Alura,
in molti si staranno chiedendo (ma va, ma chi!) "ma perche` non mettono i video sul blog??", un po` come mi sto chiedendo io perche` questa cazzo di tastiera non ha le lettere accentate...:)
Cmq, il fatto e` che gli internet point non sono computer normali dove poter attaccare la digitale nella presa usb, quindi appena becchiamo un pc normale vedremo cosa fare...
Fatto questo cappello iniziale, ecco il breve resoconto (breve perche` l`aria condizionata mi sta congelando) dei primi 4 giorni:
partiamo da Malpensa, tutto bene.
Arriviamo a Londra, tutto bene.
Andiamo a riprendere i bagagli, il mio non c`e`. L`omino Alitalia dice che e` rimasto giu` dall`aereo, e che lo imbarcano sul volo successivo.
Nervoso alle stelle.
Saliamo sulla coincidenza della Virgin Atlantic, volo super agiato da mille confort, quasi mi dimentico che il mio bagaglio e` ancora a Malpensa (puttana eva...)
Arriviamo a New York, che in 3 giorni tra il JFK, Manhattan e Brooklin riusciamo a vedere ben poco, grazie all`attesa inutile per il mio zaino.

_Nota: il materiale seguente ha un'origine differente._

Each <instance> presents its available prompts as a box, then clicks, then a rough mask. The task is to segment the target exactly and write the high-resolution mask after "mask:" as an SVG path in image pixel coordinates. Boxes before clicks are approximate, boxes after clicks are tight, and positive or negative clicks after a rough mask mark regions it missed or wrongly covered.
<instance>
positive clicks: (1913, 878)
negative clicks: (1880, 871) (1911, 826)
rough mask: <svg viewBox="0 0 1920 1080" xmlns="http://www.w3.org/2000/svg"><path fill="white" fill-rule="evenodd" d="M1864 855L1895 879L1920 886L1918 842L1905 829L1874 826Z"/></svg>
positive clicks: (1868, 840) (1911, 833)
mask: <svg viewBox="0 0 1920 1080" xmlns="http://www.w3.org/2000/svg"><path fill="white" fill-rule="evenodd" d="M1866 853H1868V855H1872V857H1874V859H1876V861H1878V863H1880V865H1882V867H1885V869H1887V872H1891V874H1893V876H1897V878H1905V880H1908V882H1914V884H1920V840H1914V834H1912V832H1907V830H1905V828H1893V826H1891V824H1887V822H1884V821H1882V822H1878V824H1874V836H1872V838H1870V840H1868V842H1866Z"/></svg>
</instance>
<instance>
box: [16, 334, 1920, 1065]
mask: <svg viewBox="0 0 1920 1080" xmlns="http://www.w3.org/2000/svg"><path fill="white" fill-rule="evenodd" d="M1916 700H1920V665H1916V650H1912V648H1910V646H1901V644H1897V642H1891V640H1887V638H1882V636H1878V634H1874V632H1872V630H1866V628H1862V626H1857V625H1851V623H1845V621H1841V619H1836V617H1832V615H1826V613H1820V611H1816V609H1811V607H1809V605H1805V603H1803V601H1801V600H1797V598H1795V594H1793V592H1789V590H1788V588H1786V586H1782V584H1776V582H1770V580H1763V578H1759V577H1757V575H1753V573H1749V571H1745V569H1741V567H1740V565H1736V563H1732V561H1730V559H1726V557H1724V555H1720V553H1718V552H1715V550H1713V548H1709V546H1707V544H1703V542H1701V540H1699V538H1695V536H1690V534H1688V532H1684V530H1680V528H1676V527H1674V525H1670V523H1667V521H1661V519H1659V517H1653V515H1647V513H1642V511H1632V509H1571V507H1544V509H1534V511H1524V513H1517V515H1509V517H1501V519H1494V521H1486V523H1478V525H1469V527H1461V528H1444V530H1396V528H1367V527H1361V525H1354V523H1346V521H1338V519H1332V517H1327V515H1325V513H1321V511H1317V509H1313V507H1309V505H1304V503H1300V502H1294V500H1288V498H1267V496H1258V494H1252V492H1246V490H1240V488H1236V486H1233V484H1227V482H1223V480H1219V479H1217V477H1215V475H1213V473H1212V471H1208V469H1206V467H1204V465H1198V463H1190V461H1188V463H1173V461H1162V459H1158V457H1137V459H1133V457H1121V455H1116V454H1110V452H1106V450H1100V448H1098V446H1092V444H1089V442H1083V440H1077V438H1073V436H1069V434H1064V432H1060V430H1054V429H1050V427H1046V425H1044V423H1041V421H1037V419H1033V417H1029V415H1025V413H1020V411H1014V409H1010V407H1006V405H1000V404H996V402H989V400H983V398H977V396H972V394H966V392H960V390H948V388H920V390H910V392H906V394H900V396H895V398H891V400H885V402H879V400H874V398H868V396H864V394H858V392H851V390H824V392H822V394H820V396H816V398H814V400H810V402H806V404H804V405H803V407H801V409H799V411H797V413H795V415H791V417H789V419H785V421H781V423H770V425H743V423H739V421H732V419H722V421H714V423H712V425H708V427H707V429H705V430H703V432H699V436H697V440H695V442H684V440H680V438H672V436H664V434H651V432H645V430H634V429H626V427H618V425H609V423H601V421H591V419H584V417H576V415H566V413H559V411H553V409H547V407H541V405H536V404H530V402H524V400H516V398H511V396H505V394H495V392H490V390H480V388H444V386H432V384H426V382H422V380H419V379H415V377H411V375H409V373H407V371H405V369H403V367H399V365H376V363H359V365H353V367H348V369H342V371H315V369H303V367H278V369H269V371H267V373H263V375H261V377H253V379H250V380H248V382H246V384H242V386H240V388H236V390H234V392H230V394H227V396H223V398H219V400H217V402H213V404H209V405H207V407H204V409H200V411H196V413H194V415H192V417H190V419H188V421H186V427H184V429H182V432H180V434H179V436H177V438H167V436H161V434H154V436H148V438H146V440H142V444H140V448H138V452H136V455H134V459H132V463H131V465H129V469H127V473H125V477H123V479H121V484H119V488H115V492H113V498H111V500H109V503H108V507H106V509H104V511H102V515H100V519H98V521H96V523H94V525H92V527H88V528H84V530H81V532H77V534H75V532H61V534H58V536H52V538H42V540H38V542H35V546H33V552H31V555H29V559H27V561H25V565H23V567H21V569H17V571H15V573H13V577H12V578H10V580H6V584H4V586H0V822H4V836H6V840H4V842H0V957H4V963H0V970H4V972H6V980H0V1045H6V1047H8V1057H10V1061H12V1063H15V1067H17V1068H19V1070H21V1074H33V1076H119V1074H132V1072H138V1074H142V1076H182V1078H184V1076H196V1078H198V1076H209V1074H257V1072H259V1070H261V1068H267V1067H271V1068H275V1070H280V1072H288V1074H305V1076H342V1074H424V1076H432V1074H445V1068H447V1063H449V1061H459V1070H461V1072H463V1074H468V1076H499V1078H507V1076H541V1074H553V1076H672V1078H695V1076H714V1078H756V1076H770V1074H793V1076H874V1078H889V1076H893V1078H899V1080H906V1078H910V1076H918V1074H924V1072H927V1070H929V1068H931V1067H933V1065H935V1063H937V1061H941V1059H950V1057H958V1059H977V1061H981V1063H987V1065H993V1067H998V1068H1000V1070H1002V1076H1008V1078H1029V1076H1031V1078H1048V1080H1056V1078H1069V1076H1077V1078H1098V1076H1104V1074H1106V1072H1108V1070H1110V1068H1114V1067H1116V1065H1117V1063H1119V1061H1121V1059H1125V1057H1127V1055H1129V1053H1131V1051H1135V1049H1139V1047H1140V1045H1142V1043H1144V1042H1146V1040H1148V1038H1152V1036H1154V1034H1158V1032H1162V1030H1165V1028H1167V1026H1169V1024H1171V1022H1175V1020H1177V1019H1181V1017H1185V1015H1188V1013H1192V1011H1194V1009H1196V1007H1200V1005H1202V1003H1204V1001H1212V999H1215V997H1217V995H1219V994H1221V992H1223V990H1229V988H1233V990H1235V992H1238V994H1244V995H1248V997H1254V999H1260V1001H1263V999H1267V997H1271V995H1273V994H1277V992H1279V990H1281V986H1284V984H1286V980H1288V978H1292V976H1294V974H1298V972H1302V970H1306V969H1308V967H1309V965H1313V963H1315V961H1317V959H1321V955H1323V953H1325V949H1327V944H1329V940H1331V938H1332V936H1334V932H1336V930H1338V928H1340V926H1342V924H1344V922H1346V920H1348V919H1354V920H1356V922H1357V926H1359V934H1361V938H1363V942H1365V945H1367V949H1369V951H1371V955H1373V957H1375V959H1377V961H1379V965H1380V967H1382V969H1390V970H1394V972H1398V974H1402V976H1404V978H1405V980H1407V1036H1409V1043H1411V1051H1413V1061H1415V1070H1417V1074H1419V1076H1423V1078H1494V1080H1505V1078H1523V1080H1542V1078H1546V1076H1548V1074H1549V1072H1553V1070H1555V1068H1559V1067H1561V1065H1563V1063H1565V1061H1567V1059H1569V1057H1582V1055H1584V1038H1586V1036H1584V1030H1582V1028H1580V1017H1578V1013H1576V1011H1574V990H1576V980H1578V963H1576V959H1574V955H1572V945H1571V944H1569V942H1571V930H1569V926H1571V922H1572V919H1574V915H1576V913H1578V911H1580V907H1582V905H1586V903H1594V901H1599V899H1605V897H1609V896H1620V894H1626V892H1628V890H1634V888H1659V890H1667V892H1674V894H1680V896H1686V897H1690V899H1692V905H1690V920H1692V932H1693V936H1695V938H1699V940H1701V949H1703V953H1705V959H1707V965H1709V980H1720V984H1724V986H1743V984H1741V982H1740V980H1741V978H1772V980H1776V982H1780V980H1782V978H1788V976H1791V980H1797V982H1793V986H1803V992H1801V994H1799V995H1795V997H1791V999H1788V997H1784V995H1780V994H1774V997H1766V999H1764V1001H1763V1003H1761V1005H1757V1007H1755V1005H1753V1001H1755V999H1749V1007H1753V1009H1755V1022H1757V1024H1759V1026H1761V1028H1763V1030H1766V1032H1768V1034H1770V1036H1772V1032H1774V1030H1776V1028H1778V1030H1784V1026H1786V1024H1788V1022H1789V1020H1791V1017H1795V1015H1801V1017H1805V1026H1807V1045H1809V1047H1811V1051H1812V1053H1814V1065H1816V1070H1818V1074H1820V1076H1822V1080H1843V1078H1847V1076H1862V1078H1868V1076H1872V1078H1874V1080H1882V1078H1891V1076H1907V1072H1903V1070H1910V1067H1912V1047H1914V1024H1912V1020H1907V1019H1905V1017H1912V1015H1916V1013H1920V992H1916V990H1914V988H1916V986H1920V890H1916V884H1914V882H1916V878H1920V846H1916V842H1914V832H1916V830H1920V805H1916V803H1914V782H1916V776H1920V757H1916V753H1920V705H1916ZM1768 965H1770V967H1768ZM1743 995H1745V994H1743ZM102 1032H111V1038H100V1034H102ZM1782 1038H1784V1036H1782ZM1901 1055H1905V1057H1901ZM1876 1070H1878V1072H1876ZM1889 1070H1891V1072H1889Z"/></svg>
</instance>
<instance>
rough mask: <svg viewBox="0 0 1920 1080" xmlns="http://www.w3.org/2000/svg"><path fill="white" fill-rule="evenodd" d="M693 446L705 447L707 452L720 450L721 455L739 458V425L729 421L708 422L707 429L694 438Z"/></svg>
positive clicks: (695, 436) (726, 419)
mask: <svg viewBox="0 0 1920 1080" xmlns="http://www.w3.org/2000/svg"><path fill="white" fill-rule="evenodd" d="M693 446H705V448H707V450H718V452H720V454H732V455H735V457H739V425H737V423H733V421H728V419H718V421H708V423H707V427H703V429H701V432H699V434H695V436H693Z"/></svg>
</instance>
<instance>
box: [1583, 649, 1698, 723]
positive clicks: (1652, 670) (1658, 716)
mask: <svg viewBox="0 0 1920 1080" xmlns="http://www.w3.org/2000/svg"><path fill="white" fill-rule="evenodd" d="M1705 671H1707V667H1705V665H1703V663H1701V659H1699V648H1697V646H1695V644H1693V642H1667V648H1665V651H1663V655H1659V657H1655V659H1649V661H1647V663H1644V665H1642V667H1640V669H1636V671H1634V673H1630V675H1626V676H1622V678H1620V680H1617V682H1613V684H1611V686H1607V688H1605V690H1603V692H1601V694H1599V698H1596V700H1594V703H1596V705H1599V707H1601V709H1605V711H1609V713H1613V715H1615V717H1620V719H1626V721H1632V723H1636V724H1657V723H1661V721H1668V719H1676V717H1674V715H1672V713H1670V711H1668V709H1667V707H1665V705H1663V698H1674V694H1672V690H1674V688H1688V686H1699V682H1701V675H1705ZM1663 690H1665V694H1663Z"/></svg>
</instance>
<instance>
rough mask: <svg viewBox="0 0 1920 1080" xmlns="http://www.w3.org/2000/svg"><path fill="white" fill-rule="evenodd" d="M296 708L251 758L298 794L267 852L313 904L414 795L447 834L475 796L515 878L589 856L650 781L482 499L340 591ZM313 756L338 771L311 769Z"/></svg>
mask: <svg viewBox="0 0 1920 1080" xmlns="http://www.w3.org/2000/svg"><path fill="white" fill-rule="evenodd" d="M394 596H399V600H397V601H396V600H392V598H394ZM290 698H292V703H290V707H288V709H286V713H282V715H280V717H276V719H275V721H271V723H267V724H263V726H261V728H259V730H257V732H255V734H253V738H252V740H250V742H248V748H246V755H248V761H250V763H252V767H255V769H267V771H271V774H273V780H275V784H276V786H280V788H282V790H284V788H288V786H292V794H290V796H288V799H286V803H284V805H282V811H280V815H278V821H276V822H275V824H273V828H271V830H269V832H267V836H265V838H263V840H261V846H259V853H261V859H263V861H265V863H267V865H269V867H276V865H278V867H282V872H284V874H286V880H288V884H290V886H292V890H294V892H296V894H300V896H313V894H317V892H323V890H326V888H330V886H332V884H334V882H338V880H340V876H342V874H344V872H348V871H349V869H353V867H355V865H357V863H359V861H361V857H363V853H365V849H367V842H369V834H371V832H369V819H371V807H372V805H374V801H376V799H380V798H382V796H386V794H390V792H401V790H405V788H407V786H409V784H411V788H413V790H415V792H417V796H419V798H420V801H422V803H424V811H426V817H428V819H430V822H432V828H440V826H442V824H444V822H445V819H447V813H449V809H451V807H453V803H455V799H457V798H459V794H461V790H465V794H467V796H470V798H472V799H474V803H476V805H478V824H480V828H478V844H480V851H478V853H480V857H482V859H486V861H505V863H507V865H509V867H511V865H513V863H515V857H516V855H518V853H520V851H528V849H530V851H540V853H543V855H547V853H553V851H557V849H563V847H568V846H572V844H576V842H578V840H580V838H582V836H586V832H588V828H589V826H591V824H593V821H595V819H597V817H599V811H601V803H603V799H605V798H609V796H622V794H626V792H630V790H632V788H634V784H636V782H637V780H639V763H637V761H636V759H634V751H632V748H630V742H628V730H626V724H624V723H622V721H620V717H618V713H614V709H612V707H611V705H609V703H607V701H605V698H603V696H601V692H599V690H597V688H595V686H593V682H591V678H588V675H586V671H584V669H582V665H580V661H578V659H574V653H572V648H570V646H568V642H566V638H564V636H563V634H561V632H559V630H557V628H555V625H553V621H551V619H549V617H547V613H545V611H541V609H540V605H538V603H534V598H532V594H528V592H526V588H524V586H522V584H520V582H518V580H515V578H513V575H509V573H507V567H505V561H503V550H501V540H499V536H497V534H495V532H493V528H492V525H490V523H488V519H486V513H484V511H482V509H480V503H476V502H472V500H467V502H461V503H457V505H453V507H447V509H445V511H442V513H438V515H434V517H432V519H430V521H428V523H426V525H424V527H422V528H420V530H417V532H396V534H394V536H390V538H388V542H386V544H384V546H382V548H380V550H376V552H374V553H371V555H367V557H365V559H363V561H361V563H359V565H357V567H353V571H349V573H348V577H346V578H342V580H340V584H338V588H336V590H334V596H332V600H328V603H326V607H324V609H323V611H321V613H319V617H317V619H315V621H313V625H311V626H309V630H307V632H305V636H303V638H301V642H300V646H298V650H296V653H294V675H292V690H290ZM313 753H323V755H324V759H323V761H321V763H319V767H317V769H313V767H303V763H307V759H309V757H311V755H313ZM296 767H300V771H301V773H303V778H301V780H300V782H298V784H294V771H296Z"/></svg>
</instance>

I miei bagagli quindi si riducono ad una borsa a tracolla e ad un sacchetto di H&M. Non male. (Lo zaino me lo staranno rimandando a casa come gli ho detto? Bo, in ogni caso ho fatto compere a spese Alitalia, e quando si torna faccio un culo come una capanna a sti stronzi).
Scazzi a parte, quel poco che abbiamo visto di New York e` figo, Time Square e` `na bomba a mano, tutto e` gigantesco, anche gli insetti.
Ieri abbiamo preso la macchina da Newark, in New Jersey, una Chevrolet Cobalt rossa da paura, sembriamo quasi dei papponi!
Guidare in America fino adesso ci sta alla grande, apparte che la gente appena trova una congestione in autostrada impazzisce e si butta nelle corsie di emergenza (!!!).
Adesso siamo a Washington, domani partiamo per il Tennessee.
Scusate il post stile telegramma, ma sono veramente congelato cazzooooo ma non possono spegnere l`aria condizionataaaaaaaa!
C`e` Stefano che sta facendo il diario cartaceo della vacanza stile robinson crusoe, quindi magari i prossimi li scrive lui, peccato che adesso dorme.